Facts: A mass demonstration at Malacaang in protest against alleged abuses of the Pasig
police, to be participated in by the workers, the petitioners, in the first shift as well as those
in the regular second and third shifts and that they informed the Company of their proposed
demonstration. a meeting was called by the Company. The Management,informed PBMEO
that the demonstration is an inalienable right of the union guaranteed by the Constitution
but emphasized, however, that any demonstration for that matter should not unduly
prejudice the normal operation of the Company. For which reason the Company warned the
PBMEO representatives that workers who belong to the first and regular shifts, who without
previous leave of absence approved by the Company, particularly, the officers present who
are the organizers of the demonstration, who shall fail to report for work the following
morning shall be dismissed, because such failure is a violation of the existing CBA and,
therefore, would be amounting to an illegal strike.

Because the petitioners and their members proceeded with the demonstration despite the
pleas of the Company that the first shift workers should not be required to participate in the
demonstration and that the workers in the second and third shifts should be utilized for the
demonstration, the Company prior notice of the mass demonstration, with the Court of
Industrial Relations, a charge against petitioners and other employees who composed the
first shift, charging them with a violation of No Strike, No Lockout Clause.

Issue: Is the Company guilty of Unfair Labor Practice?

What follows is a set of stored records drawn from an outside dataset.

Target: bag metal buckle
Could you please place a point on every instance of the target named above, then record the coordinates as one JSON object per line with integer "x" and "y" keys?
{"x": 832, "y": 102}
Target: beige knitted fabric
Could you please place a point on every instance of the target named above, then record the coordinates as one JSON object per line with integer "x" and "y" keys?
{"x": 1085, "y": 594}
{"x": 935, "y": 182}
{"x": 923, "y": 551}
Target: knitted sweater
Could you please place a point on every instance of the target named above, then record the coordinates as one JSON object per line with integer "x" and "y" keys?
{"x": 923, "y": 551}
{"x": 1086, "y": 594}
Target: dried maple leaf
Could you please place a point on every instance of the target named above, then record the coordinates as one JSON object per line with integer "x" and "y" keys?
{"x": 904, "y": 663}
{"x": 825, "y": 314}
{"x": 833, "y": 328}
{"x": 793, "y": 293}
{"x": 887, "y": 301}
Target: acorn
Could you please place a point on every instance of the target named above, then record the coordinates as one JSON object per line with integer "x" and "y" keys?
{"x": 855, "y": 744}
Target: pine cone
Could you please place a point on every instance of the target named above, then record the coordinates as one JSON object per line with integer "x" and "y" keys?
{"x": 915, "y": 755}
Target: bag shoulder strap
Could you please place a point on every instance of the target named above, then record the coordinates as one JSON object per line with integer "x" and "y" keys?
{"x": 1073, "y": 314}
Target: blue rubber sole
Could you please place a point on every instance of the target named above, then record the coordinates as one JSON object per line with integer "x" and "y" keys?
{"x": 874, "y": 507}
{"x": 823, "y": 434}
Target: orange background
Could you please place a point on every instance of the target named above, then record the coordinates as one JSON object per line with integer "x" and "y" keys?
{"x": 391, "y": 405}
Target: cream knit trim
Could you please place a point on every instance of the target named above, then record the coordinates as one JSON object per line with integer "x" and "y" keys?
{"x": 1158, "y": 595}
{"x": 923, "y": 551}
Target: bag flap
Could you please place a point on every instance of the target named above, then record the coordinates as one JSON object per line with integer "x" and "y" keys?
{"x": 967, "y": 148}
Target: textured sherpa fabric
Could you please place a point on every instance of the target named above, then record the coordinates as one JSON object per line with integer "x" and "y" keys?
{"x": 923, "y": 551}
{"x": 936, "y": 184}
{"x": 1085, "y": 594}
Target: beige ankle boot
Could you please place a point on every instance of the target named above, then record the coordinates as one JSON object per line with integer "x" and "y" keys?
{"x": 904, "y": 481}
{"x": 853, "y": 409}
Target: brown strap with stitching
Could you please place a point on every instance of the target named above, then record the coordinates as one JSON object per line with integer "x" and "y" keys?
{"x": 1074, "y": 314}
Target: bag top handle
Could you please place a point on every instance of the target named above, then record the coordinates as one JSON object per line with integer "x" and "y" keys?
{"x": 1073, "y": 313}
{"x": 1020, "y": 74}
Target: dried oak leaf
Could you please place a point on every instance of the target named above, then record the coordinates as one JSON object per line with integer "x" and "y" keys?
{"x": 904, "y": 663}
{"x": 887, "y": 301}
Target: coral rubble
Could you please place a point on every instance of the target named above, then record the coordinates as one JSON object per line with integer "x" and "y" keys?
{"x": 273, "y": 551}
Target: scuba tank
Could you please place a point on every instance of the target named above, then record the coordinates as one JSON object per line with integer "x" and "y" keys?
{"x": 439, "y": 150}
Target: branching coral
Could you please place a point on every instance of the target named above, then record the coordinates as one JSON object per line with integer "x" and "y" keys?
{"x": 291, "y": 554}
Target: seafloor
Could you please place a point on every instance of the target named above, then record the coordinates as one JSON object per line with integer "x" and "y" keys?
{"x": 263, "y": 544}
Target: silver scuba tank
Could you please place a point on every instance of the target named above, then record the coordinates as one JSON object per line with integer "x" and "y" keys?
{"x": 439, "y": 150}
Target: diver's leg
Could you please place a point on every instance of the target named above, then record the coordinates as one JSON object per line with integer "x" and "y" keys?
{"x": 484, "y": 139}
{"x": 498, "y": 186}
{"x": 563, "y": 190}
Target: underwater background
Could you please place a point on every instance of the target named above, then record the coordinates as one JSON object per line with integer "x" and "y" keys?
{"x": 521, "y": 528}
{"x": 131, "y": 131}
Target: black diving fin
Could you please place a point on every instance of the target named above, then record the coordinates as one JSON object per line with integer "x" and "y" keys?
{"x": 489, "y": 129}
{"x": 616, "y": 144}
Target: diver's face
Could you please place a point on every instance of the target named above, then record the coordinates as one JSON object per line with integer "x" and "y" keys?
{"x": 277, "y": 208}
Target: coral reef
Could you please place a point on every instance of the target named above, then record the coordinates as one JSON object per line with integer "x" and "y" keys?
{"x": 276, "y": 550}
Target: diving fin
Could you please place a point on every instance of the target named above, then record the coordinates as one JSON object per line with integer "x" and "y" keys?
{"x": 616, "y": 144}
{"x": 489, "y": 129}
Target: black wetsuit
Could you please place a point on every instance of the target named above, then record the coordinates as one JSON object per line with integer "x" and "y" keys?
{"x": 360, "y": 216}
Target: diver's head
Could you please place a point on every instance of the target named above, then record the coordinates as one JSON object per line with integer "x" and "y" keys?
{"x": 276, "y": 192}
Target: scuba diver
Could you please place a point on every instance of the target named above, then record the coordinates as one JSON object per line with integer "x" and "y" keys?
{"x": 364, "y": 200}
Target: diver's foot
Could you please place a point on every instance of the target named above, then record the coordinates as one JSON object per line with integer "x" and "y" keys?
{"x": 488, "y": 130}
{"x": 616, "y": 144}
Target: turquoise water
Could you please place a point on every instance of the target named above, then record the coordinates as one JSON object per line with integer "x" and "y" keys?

Held: Yes. The respondent company is the one guilty of unfair labor practice. Because the
refusal on the part of the respondent firm to permit all its employees and workers to join the
mass demonstration against alleged police abuses and the subsequent separation of the eight
(8) petitioners from the service constituted an unconstitutional restraint on the freedom of
expression, freedom of assembly and freedom petition for redress of grievances, the
respondent firm committed an unfair labor practice defined in Section 4(a-1) in relation to
Section 3 of Republic Act No. 875, otherwise known as the Industrial Peace Act. Section 3
of Republic Act No. 8 guarantees to the employees the right "to engage in concert activities
for ... mutual aid or protection"; while Section 4(a-1) regards as an unfair labor practice for
an employer interfere with, restrain or coerce employees in the exercise their rights
guaranteed in Section Three."

We repeat that the obvious purpose of the mass demonstration staged by the workers
of the respondent firm on March 4, 1969, was for their mutual aid and protection against
alleged police abuses, denial of which was interference with or restraint on the right of the
employees to engage in such common action to better shield themselves against such alleged
police indignities. The insistence on the part of the respondent firm that the workers for the
morning and regular shift should not participate in the mass demonstration, under pain of
dismissal, was as heretofore stated, "a potent means of inhibiting speech."